L’acclimatation se fait tranquillement, à mesure que les ingrédients extérieurs disparaissent de nos tablettes. Il y aura surement un choc culinaire, à la manière d’un choc culturel. En ce moment, on le sent s’approcher furtivement. Les épices commencent à manquer,, nous avons épuisé nos stocks de farine. On doit commencer à s’adapter. Sans farine de blé, nous avons préparé des galettes de sarrazin en remplacement.

En même temps pour nos réconforter un peu, les fraises rouges font leur entrée au marché et elles iront rejoindre pommes et rhubarbe sur notre liste de fruits locaux. Durant les prochaines semaines, nous devrons congeler et canner nos fraises pour toute l’année, sans compter que les framboises suivront en juillet.

La réponse des producteurs s’améliorent également. La plupart de nos courriels sont répondus avec promptitude. Ainsi le tofu de la Soyarie a reçu le sceau “Local”. Le soya vient de Inkerman dans l’Est ontarien et le tofu est produit à Gatineau (à la limite de notre rayon).

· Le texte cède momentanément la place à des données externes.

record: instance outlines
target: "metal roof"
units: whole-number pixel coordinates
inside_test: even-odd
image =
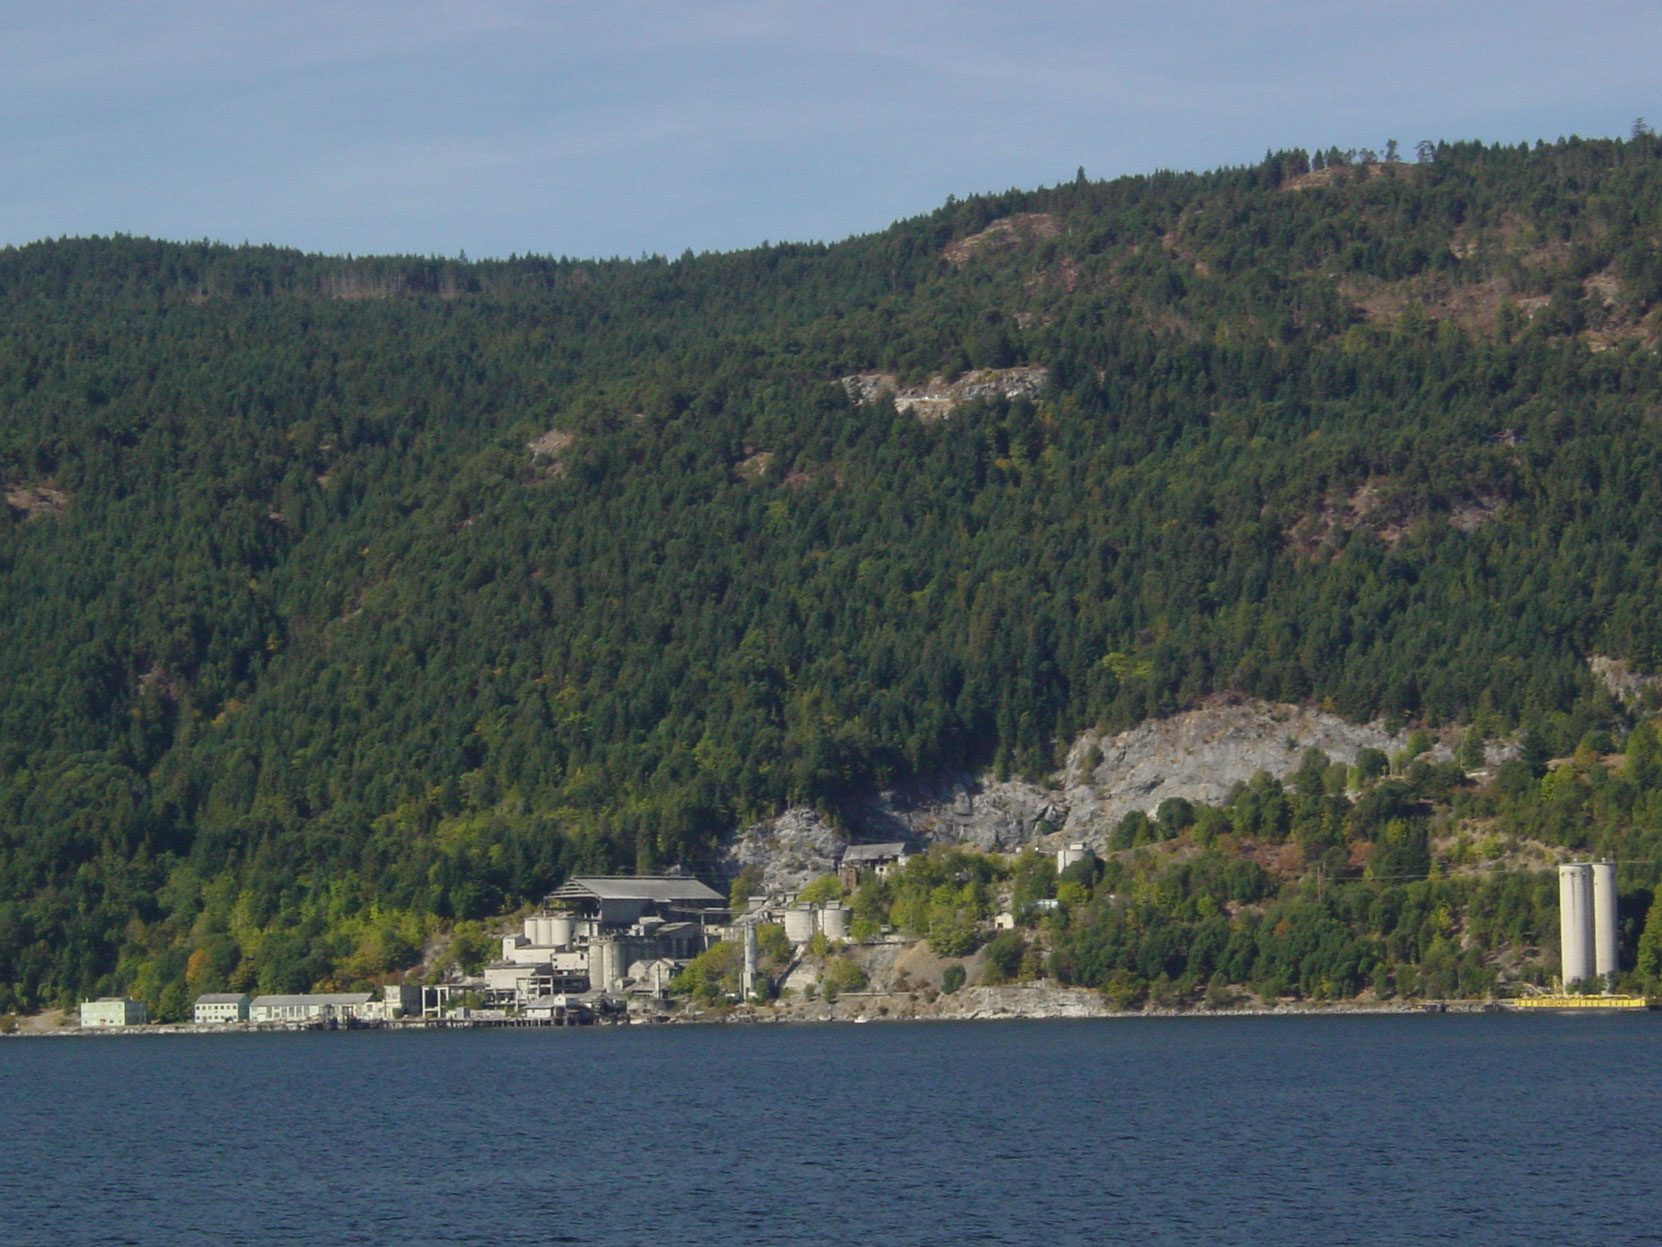
[[[906,857],[911,853],[903,840],[890,840],[883,844],[851,844],[843,850],[845,862],[871,862],[884,857]]]
[[[706,901],[721,904],[720,892],[690,875],[579,875],[548,894],[551,901]]]
[[[374,992],[328,992],[315,996],[255,996],[257,1005],[361,1005],[368,1004]],[[235,997],[232,997],[235,999]]]
[[[203,992],[196,998],[199,1005],[234,1005],[248,999],[247,992]]]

Nous avons trouvé un maître farinié. Il ne reste plus qu’à coordonner les achats avec lui.

9 Juin 2008

Ce soir, je suis arrêté au dépanneur pour voir ce qui serait bon pour le souper. Notre dépanneur est un peu plus qu’un dépanneur typique. J’aurais pu y acheter des crosses de violons (quoiqu’il commence à se faire tard…) ou des asperges (d’origine inconnue). J’ai plutôt opté pour du cheddar de St-Albert. Il y avait également du poulet régional mais leur 3 kilos m’ont fait peur un peu et quelques McIntosh qui trouvaient la fin de saison un peu longue.

L’offre de produit locaux dans les dépanneurs typiques est probablement plus mince et se résume au fromage en grains et au lait. Pas suffisant pour se préparer un repas complet ça c’est certain.